Modern meteorology was still in an embryological stage when the millers had attributed their true signification to the cirro-stratus clouds which stretched out in long, narrow bands, sometimes from the horizon to the zenith. They called them "wind trees." They were as well acquainted with the cirro-cumulus, the alto-stratus, and the cumulus. Proof of this is found in the enigmatical and obscure language of an old miller who declared he had seen in the sky "a shepherd under the shadow of a tree while the sheep were pasturing in the field."
Besides looking into the nature and meaning of the cirrus and the cirro-cumulus, the miller tried to calculate the force of the wind in distant storms; he observed the direction and velocity of the lower clouds; he estimated at sight the volume and density of the storm clouds; and if the wind fell off before the rain came, he recollected the old saying, "A calm comes before a storm."

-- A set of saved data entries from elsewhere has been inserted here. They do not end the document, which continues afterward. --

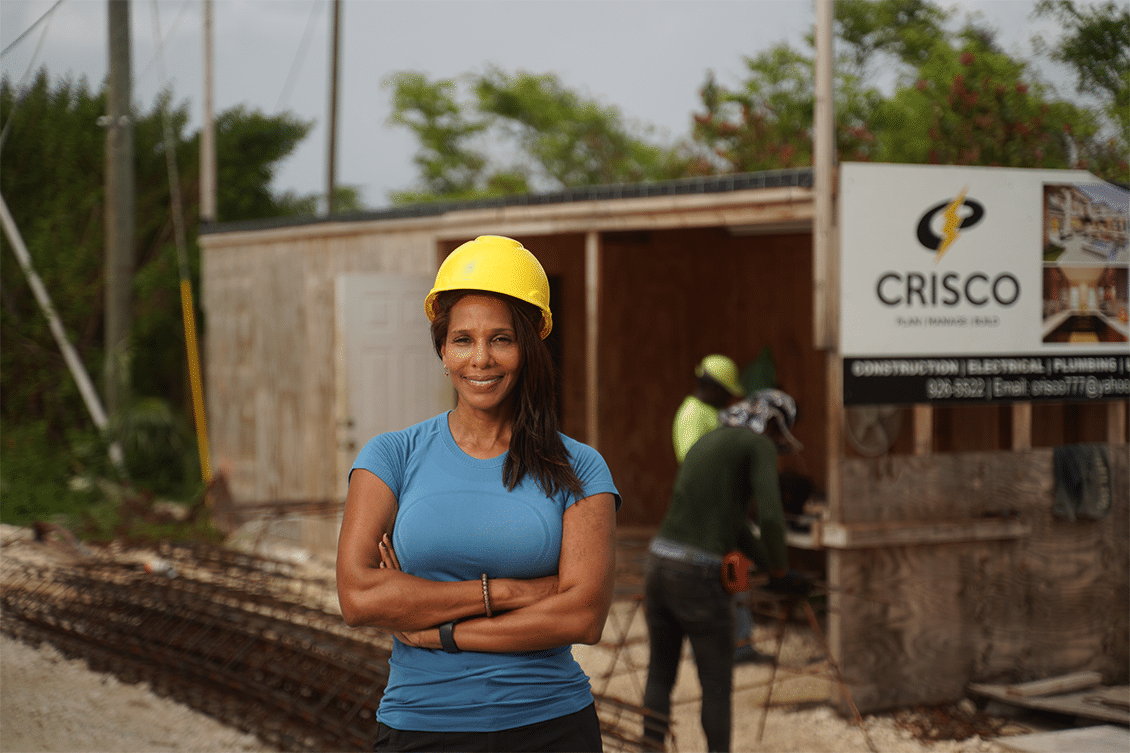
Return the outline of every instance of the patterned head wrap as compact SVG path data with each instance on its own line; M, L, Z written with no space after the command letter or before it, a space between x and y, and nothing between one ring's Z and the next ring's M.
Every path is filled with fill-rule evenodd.
M718 420L723 426L744 426L758 434L764 434L769 422L776 421L789 444L798 450L804 447L789 431L796 423L796 401L781 390L758 390L719 411Z

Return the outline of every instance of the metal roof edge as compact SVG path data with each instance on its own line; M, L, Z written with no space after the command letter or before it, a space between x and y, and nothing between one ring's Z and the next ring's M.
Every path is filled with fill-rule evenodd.
M614 201L617 199L641 199L661 196L686 196L707 193L727 193L759 188L800 187L811 188L813 170L811 167L790 168L787 170L765 170L755 173L733 173L729 175L710 175L701 178L679 178L677 180L656 181L653 183L615 183L604 186L584 186L568 188L540 194L521 194L500 196L492 199L472 199L468 201L444 201L427 204L410 204L388 209L365 212L334 214L325 217L312 215L266 217L259 220L237 222L213 222L200 225L200 235L233 233L253 230L300 227L341 222L370 222L374 220L401 220L417 217L438 217L454 211L493 209L512 206L540 206L547 204L566 204L580 201Z

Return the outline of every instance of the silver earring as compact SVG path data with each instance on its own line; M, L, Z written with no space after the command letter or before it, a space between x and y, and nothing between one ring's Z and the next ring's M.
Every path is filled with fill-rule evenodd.
M443 375L444 375L444 376L451 376L451 372L450 372L450 371L448 371L448 369L447 369L447 367L446 367L446 366L444 366L444 367L443 367Z

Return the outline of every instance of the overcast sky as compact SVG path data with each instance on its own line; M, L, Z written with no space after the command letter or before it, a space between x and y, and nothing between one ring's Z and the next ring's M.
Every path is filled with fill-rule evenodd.
M1034 0L936 2L958 8L959 18L982 14L1000 30L1002 46L1024 56L1033 34L1055 34L1050 22L1030 18ZM3 75L19 83L46 66L53 78L86 77L97 90L107 67L106 0L56 3L0 0ZM189 105L190 129L198 129L201 0L131 6L135 102L149 111L169 85L174 101ZM316 121L273 188L324 191L331 0L213 0L213 8L215 111L243 104ZM779 41L804 49L812 22L811 0L344 0L337 181L360 187L372 208L387 206L389 191L412 186L415 141L387 124L391 92L383 84L394 72L435 79L495 64L508 73L554 73L673 141L689 133L708 70L734 85L744 57Z

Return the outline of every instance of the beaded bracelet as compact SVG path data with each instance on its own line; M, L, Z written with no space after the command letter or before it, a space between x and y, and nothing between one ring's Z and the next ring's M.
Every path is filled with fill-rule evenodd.
M487 587L487 574L483 573L483 606L487 608L487 617L494 617L490 608L490 588Z

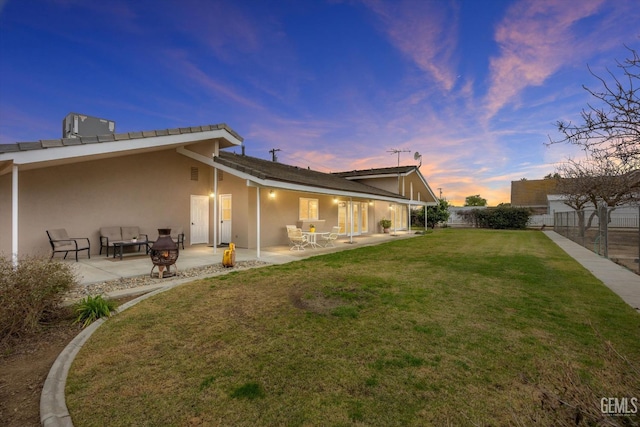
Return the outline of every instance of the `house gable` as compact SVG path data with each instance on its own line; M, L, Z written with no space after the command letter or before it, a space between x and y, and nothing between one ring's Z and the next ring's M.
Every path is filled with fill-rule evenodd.
M397 192L409 200L426 202L427 205L435 205L438 200L417 166L353 170L334 175Z

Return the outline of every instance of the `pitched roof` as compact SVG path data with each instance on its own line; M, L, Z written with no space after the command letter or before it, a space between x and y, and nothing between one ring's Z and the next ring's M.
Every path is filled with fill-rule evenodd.
M338 175L318 172L297 166L258 159L241 154L220 151L214 163L245 173L263 182L295 184L348 193L359 193L363 197L381 196L385 198L407 200L397 193L382 190L370 185L349 181Z
M345 172L334 172L334 175L341 176L343 178L364 178L370 176L397 176L406 175L418 169L417 166L395 166L390 168L375 168L375 169L362 169Z
M3 153L15 153L20 151L31 150L44 150L47 148L66 147L73 145L84 144L97 144L102 142L112 141L125 141L134 139L144 139L156 136L168 136L168 135L182 135L186 133L199 133L212 130L224 129L237 138L243 141L243 138L238 135L233 129L227 126L225 123L217 125L205 125L205 126L193 126L187 128L172 128L161 130L150 130L142 132L128 132L128 133L112 133L106 135L95 136L79 136L77 138L60 138L60 139L41 139L32 142L17 142L15 144L0 144L0 154Z
M556 194L557 179L511 181L511 205L517 207L547 206L547 194Z

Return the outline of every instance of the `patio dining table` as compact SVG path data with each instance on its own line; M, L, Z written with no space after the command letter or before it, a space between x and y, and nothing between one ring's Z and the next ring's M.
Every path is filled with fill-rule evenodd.
M309 246L311 246L312 248L319 248L320 245L318 244L318 240L317 237L318 236L328 236L329 232L328 231L303 231L302 232L303 235L307 236L307 241L309 242Z

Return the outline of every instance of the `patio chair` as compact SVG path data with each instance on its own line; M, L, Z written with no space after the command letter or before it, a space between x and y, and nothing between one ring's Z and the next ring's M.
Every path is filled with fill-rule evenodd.
M182 246L184 249L184 231L182 227L170 226L167 227L171 229L171 240L178 244L178 246Z
M69 252L75 252L76 262L78 262L78 252L80 251L87 251L87 257L91 258L91 242L87 237L69 237L64 228L47 230L47 236L51 244L51 259L56 252L64 252L64 259L67 259Z
M334 226L329 234L320 235L320 243L325 248L329 245L331 245L331 247L335 247L333 242L338 238L338 234L340 234L340 227Z
M300 228L294 227L293 229L290 229L288 227L289 226L287 226L287 236L291 243L291 248L289 248L289 250L304 251L304 247L309 244L307 236L302 234L302 229Z

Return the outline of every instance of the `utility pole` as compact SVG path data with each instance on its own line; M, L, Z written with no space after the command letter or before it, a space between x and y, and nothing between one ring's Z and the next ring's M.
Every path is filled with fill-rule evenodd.
M438 190L440 191L440 199L442 199L442 187L438 187Z
M271 153L271 161L272 162L277 162L278 161L278 156L276 156L276 153L278 151L282 151L279 148L273 148L271 150L269 150L269 152Z

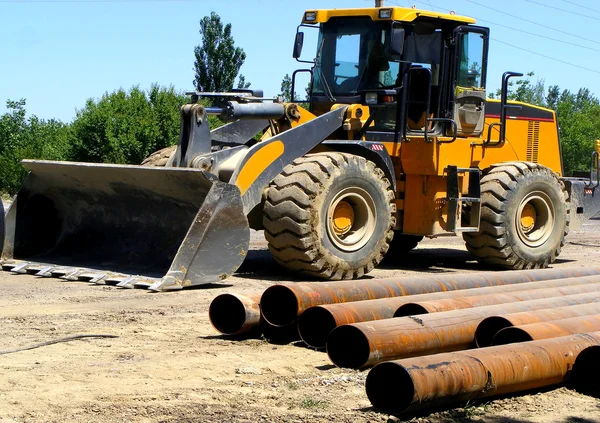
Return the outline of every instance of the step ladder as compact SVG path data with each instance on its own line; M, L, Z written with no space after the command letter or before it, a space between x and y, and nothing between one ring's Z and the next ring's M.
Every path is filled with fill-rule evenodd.
M471 167L448 166L445 171L447 174L447 230L456 233L478 232L481 216L481 170ZM466 196L462 196L461 193L460 175L463 178L468 175L469 185Z

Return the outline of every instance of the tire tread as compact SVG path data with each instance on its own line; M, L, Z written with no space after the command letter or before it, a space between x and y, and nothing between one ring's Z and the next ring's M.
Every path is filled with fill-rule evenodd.
M503 225L512 191L517 188L521 179L535 174L554 178L560 187L564 201L567 202L566 224L561 242L551 252L550 259L543 261L528 261L519 257L509 245ZM554 172L531 162L505 162L492 165L481 178L481 199L479 232L463 234L467 249L478 261L510 269L537 269L547 267L556 260L569 232L570 207L564 183Z

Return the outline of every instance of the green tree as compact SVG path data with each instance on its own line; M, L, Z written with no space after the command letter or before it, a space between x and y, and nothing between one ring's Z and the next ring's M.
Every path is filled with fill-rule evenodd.
M198 91L231 91L235 78L246 60L246 53L236 47L231 36L231 24L223 26L215 12L200 20L202 44L194 49L196 76L194 86ZM240 75L240 88L250 86Z
M242 74L240 74L240 77L238 78L237 88L238 90L245 90L246 88L250 88L250 83L246 82L246 77Z
M548 88L548 94L546 94L546 106L552 110L556 110L559 97L560 88L558 88L558 85L552 85Z
M600 102L587 88L564 90L556 102L565 174L590 169L595 140L600 139Z
M290 78L289 73L286 73L281 80L281 93L279 95L283 97L285 102L292 100L292 78Z
M305 100L310 100L310 89L311 89L311 81L308 81L304 89ZM278 94L283 98L284 102L292 101L292 78L288 73L285 74L283 79L281 80L281 92ZM302 101L298 93L294 93L294 101ZM303 107L308 110L308 103L299 103L300 107Z
M0 116L0 192L16 194L27 170L23 159L64 160L70 127L60 121L27 117L24 99L7 101Z
M69 158L97 163L139 164L150 153L179 139L185 95L153 85L88 99L72 124Z
M528 72L526 78L509 81L508 83L508 99L521 101L523 103L535 104L536 106L545 107L546 97L544 80L538 79L535 83L531 82L531 77L535 74ZM490 93L490 98L500 98L502 90L498 88L495 93Z

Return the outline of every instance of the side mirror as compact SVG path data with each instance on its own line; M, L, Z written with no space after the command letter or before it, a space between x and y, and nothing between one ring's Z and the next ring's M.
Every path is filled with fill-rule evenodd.
M390 56L392 58L400 59L402 52L404 51L404 28L392 27L392 34L390 37Z
M302 54L302 45L304 44L304 32L296 33L296 40L294 41L294 59L299 59Z

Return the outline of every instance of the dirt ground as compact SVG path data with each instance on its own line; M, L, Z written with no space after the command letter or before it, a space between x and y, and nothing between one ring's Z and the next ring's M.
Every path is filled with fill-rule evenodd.
M78 334L110 334L0 355L7 422L600 422L600 402L566 388L396 417L371 407L366 371L331 365L301 342L232 341L210 326L218 294L294 280L262 235L219 288L153 294L0 272L0 349ZM600 220L572 233L555 267L600 263ZM424 241L369 276L470 272L458 238Z

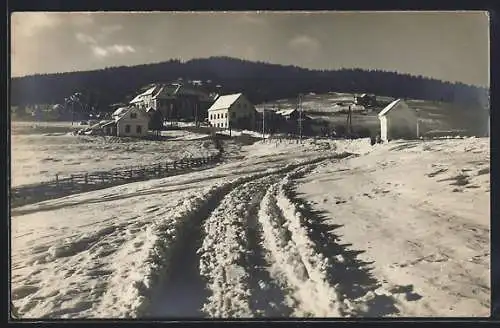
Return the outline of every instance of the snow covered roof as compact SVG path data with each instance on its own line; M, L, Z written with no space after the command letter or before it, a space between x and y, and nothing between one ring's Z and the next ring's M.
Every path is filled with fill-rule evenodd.
M121 108L118 108L117 110L115 110L111 116L123 116L129 110L130 110L130 108L128 108L128 107L121 107Z
M172 83L168 85L162 85L158 92L153 96L153 98L161 98L161 97L173 97L175 94L179 92L182 85L178 83Z
M143 96L149 96L149 95L152 95L153 92L156 90L157 86L155 85L154 87L151 87L149 89L147 89L146 91L144 91L142 93Z
M98 123L95 123L89 127L90 130L95 130L95 129L100 129L105 125L109 125L110 123L114 123L115 121L113 120L103 120Z
M130 101L130 103L131 103L131 104L134 104L134 103L137 103L137 102L142 101L142 98L143 98L144 96L149 96L149 95L152 95L152 94L153 94L153 92L154 92L157 88L158 88L158 86L156 86L156 85L155 85L155 86L153 86L153 87L151 87L151 88L147 89L147 90L146 90L146 91L144 91L143 93L140 93L140 94L138 94L137 96L135 96L135 98L134 98L134 99L132 99L132 100Z
M117 115L115 115L115 113L118 112L118 110L120 110L120 109L124 109L124 110L121 111L120 113L118 113ZM130 111L134 111L134 112L138 113L139 116L149 119L149 116L148 116L146 110L143 108L129 107L129 108L120 108L120 109L116 110L115 113L113 113L113 118L116 122L123 119L126 116L126 114Z
M106 126L115 125L115 124L116 124L115 121L109 121L109 122L106 122L106 123L102 124L102 127L104 128Z
M404 103L402 99L396 99L393 102L391 102L389 105L387 105L380 113L378 113L378 116L384 116L386 115L391 109L396 107L397 104Z
M232 104L234 104L236 100L238 100L239 97L241 97L241 95L241 93L235 93L232 95L219 96L219 98L217 98L217 100L213 103L212 106L210 106L208 110L211 111L216 109L229 108Z
M293 108L293 109L282 109L282 110L277 111L276 113L278 113L280 115L283 115L283 116L288 116L288 115L291 115L295 111L296 111L295 108Z

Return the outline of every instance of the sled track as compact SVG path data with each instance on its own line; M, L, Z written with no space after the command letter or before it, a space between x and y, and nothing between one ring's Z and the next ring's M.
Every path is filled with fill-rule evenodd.
M240 178L183 218L139 316L349 316L326 259L287 203L290 177L334 157ZM291 173L290 173L291 172ZM285 199L286 198L286 199ZM288 200L290 202L290 200Z

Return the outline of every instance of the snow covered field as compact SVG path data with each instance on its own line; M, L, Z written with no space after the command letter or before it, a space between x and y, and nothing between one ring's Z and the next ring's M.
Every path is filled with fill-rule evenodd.
M75 136L60 132L68 126L57 122L49 125L50 129L59 129L56 133L34 133L34 129L21 127L14 128L11 137L12 186L52 180L56 174L109 171L216 152L206 135L182 130L164 131L162 135L169 137L166 141L148 141Z
M239 155L13 209L20 316L489 314L489 139Z

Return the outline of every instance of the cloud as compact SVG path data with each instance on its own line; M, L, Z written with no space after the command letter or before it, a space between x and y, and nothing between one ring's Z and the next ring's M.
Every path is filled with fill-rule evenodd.
M288 46L294 50L308 50L317 52L321 48L321 43L312 37L307 35L299 35L294 37L288 43Z
M61 24L61 17L57 13L15 12L11 18L12 33L24 37Z
M76 39L84 44L97 44L96 39L84 33L76 33Z
M108 46L103 46L101 45L102 39L104 39L104 34L106 33L112 33L113 31L118 31L120 30L121 27L118 27L118 25L114 26L105 26L104 28L101 28L101 33L98 34L96 37L92 37L88 34L85 33L76 33L76 39L78 42L89 45L90 49L92 51L92 54L97 57L97 58L105 58L109 57L112 55L124 55L127 53L134 53L136 52L136 49L128 44L113 44L113 45L108 45ZM104 33L104 34L103 34Z
M131 45L114 44L106 47L101 47L98 45L92 46L92 53L97 58L104 58L112 55L124 55L134 52L136 52L136 49Z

He especially displays extraordinary vigilance in times of heavy showers. He observes, among other things, if the mills farthest away in the direction of the rain have kept their sails unfolded; if they have, it is a good sign. He scrutinizes the sky at every moment, from the zenith to the horizon; he measures the curvature of the forward part of the precipitation or of the storm. The lines of rain or hail that escape from it show him by their length and their approach to the perpendicular how intense the precipitations are. If the lines run obliquely, he is shown the direction of the dominant wind in the squall—in short, no sign indicating the force and direction of the wind passes unperceived by him. He knows likewise that these showers are often accompanied by tempestuous, plunging gusts which seem to come out of the clouds; and frequently, before the most advanced flecks of the storm cloud have reached the zenith, the sails of the mill are rolled up around the arms so as to give the squall free passage.
Except by meteorologists, it is still not generally known that the air is urged on more violently on the right of the squall than on the left; but the old miller knew it long ago by experience. The storms that passed by on his left, from west-by-southwest to south, never gave him any fear, and he confidently left his sails all unfurled in the wind; but whenever he was directly threatened with a storm which would pass over his zenith, or which was coming from the right—that is, from north-by-northeast to east, at a distance of less than five kilometres—he foresaw the possibility of a strong blow, and took his measures accordingly. I never knew of a miller who could account for the squalls from his left being less formidable than those from his right. The explanation of the phenomenon was reserved for modern meteorology.